Sunday, August 31, 2008

Inefficiency

Efficiency doesn't really seem to exist in Colombia. Either Colombians are worse at making decisions than I am or I just have yet to figure out their system. Somehow my days end up being 9, 10, or 13 hour days which I have found to be really draining and by the time I get back to my apartment all I want to do is go straight to bed.

Yesterday after sleeping in a little bit, I met Angela's mom and her younger cousin. The four of us went out to lunch and then went shopping in search of navy blue shoes and some things to help me organize my room. Over four hours later we finally finished the shopping trip. We went to two malls and two other stores. It was awful buying shoes that I know I will never enjoy wearing, especially when there were really, really cute ones in every store. At least now I know where to go when I need some retail therapy. Last night I was able to finish unpacking everything and with a couple more additions my room is starting to feel like my own.

Today Sael picked me up and then we went to go meet the other new trainee, Scott, at his apartment. He's actually not that new because he did a 5 month traineeship in Cartagena before coming here, but he started working in Bogotá over a month ago so he is new enough.
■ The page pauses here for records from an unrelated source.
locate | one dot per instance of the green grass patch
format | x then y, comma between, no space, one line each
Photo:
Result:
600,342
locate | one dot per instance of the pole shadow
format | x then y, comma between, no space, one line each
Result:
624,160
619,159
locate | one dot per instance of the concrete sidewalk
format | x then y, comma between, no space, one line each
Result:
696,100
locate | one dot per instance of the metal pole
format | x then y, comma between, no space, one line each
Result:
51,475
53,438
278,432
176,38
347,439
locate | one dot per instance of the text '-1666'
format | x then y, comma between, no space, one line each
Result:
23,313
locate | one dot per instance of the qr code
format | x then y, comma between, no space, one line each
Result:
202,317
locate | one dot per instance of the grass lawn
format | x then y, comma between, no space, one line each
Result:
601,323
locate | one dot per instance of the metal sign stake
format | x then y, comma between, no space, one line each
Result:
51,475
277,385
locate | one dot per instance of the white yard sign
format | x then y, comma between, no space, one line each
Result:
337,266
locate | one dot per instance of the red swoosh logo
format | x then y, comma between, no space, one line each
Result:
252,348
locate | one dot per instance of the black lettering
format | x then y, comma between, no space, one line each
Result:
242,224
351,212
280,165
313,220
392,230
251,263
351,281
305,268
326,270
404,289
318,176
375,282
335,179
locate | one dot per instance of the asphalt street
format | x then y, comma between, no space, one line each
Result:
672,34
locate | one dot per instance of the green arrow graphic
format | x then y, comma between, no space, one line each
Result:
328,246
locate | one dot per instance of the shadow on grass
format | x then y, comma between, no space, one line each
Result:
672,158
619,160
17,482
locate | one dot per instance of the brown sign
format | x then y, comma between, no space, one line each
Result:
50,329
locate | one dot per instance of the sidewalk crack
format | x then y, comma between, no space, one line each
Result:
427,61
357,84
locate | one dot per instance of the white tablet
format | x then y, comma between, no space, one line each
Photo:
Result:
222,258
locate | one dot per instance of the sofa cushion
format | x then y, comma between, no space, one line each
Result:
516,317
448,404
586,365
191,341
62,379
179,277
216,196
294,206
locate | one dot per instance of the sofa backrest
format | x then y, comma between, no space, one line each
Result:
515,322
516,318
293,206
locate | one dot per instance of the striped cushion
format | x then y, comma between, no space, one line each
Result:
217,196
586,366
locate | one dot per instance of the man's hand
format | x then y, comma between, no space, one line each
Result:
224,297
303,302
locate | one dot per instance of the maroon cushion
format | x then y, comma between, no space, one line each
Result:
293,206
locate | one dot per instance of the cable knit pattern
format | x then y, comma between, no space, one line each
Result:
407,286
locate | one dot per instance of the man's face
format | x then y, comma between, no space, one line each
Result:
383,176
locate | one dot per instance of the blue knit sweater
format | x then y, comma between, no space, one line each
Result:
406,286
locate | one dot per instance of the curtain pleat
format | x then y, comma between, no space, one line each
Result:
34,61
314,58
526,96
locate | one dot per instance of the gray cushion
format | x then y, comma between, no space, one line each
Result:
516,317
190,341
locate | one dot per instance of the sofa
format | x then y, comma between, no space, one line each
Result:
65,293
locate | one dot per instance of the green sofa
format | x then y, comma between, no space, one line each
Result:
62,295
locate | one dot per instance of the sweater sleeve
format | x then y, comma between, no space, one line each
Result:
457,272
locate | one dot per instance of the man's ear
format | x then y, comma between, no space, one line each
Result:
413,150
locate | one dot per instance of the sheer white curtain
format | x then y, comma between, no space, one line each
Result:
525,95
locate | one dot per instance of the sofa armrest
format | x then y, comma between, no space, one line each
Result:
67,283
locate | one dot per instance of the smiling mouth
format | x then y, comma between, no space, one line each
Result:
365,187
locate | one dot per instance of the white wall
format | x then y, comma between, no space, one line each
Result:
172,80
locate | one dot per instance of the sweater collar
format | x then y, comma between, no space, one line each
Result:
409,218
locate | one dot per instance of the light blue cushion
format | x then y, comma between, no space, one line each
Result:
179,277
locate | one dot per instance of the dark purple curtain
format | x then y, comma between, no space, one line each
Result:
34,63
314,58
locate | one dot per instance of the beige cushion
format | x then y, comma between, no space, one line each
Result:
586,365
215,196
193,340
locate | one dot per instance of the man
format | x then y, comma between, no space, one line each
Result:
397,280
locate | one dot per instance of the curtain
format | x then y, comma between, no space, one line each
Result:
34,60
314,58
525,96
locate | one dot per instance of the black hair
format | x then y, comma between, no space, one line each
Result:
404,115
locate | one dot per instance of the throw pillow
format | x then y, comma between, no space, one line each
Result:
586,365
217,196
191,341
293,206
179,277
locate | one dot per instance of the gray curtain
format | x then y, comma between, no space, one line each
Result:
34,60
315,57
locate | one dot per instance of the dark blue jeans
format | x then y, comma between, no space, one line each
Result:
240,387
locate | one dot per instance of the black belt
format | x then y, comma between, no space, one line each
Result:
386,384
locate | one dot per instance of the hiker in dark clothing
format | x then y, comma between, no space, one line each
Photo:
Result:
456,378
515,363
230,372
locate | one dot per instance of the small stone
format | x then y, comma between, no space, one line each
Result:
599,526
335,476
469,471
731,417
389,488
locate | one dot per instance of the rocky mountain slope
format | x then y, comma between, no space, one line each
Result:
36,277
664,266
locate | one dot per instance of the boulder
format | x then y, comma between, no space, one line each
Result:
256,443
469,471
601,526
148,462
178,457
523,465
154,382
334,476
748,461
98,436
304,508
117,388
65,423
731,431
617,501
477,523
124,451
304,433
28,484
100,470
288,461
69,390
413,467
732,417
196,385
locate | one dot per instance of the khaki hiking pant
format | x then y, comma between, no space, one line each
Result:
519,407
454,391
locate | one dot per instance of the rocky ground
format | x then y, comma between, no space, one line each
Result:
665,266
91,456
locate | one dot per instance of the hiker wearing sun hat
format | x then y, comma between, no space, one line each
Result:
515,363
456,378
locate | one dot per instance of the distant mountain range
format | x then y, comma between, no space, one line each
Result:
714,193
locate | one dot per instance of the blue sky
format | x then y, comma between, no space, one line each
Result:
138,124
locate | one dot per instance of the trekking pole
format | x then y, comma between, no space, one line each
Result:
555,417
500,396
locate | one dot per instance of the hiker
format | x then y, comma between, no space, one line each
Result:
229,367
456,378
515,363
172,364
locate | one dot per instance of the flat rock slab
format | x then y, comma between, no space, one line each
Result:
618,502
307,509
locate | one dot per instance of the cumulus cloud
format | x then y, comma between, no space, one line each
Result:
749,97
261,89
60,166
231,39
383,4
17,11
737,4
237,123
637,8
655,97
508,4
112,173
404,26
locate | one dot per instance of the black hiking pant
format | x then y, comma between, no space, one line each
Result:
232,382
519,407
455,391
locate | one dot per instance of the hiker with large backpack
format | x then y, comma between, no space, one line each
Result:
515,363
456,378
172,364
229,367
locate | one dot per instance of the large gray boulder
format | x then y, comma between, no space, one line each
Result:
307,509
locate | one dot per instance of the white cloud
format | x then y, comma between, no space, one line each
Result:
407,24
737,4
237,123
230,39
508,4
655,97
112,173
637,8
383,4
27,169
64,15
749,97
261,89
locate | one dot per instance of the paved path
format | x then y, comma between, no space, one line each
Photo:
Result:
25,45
Scott lives with a bunch of other trainees, and their apartment is always full of people so I got to meet other trainees and other @ers from Andes and Javeriana. It feels good to start expanding my network here and add some more phone numbers to my cell phone.

Sael, Scott, and I went to Sael's house for lunch and met his parents and two sisters. His mom made us this traditional Colombian soup (I am not sure what it is called... something with chicken, potatoes, cream, and then you add rice and avocados) and wore a chef's jacket while cooking and would always serve me first. After lunch we had to cancel our plans to go to a nearby park because it was raining. I have been told that it rains at least once a day here and so I carry my umbrella everywhere I go now. Instead we met up with some other people from the trainee apartment to get coffee and hang out in El Centro.

I feel like I can use the transmilenio by myself now, but I am still uneasy about the regular buses. And although the transmilenio is the fastest way to get around, it still took me over 45 minutes to get home tonight. I feel like I have so much more to write about, but since so much is going on each day I am having a hard time putting my thoughts into words. Or maybe it is the switching back from English to Spanish that is throwing me off.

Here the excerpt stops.